The usage is the following::

fast_datacard <yaml_config_file>

An example yaml config file is available: examples/datacards_config.yaml. The config file lists all the input event categories, regions, physics processes, dataframes, etc. A few things should be noted:

  • The existence of the general, regions, signals, backgrounds and systematics blocks is mandatory.

  • analysis_name, version, and dataset are just used for versioning.

  • The value of luminosity (float, in fb-1) is used to weight the signal and backgrounds content and error to the expected luminosity.

  • For each signal and background process named X, there should be a file in the path_to_dfs directory named X.csv (a whitespace-separated Pandas dataframe).

  • data_names_df should be equal to the process name used for data in the dataframe (Data in the example config file) and also should be the name of the .csv dataframe in path_to_dfs. data_names_dc will the name of the output data histogram and should be equal to data_obs as imposed by the HiggsCombine tool.

  • There has to be at least one signal and one background.

  • Backgrounds (but not signals, see below) can live only in specific region(s) (see example config file).

  • The systematics listed in the systematics block can have three types: lnN, lnU, and shape. The first two are normalization uncertainties and a value should be provided that corresponds to 1 + X, where X is the uncertainty one sigma level in percent (see example config file). For the shape type, no value is required as the shape itself encodes the uncertainty level. There is no need to specify Up/Down in the name of the uncertainty as this will be derived from the input dataframe (see below).

  • The systematics can apply only to a given set of signals and/or backgrounds, in which case the name of the process (identical to the one in the dataframe) should be specified. If the systematic applies to all backgrounds, backgrounds can be used instead of listing all the background processes (and the same is true for signals).

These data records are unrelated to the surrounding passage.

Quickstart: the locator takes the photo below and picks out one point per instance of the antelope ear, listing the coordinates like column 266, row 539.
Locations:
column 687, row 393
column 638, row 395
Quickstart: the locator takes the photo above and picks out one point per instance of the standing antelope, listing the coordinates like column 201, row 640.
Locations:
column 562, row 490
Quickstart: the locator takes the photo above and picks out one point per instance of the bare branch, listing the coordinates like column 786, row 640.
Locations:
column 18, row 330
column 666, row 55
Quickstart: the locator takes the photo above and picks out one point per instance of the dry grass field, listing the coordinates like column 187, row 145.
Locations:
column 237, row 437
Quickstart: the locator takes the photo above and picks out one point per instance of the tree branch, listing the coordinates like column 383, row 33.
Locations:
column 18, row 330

The configuration for running is also partly derived from the input dataframes, which formats should therefore follow a few rules:

  1. The columns should be named:

    process region category systematic variable variable_low variable_high content error

Where:

  • process is the name of the physics process, e.g. VBF, Ewk, etc.

  • region is the name of the region, e.g. Signal, ControlRegion1, etc.

  • category is the name of the event category, e.g. 2jet, highMass, etc. Each unique name will be considered as a different category.

  • systematic is the name of systematic shape variation that is applied to obtain the content of this row. E.g. if a process is characterized by two shape systematic uncertainties named syst1 and syst2, then the dataframe should contain 5 variations: nominal, syst1_Up, syst1_Down, syst2_Up, syst2_Down for each bin where this process exists.

  • variable is the name of variable that defines the x-values in the output histograms. It is not used by the code but is mainly there to keep track of the fit variables in different categories.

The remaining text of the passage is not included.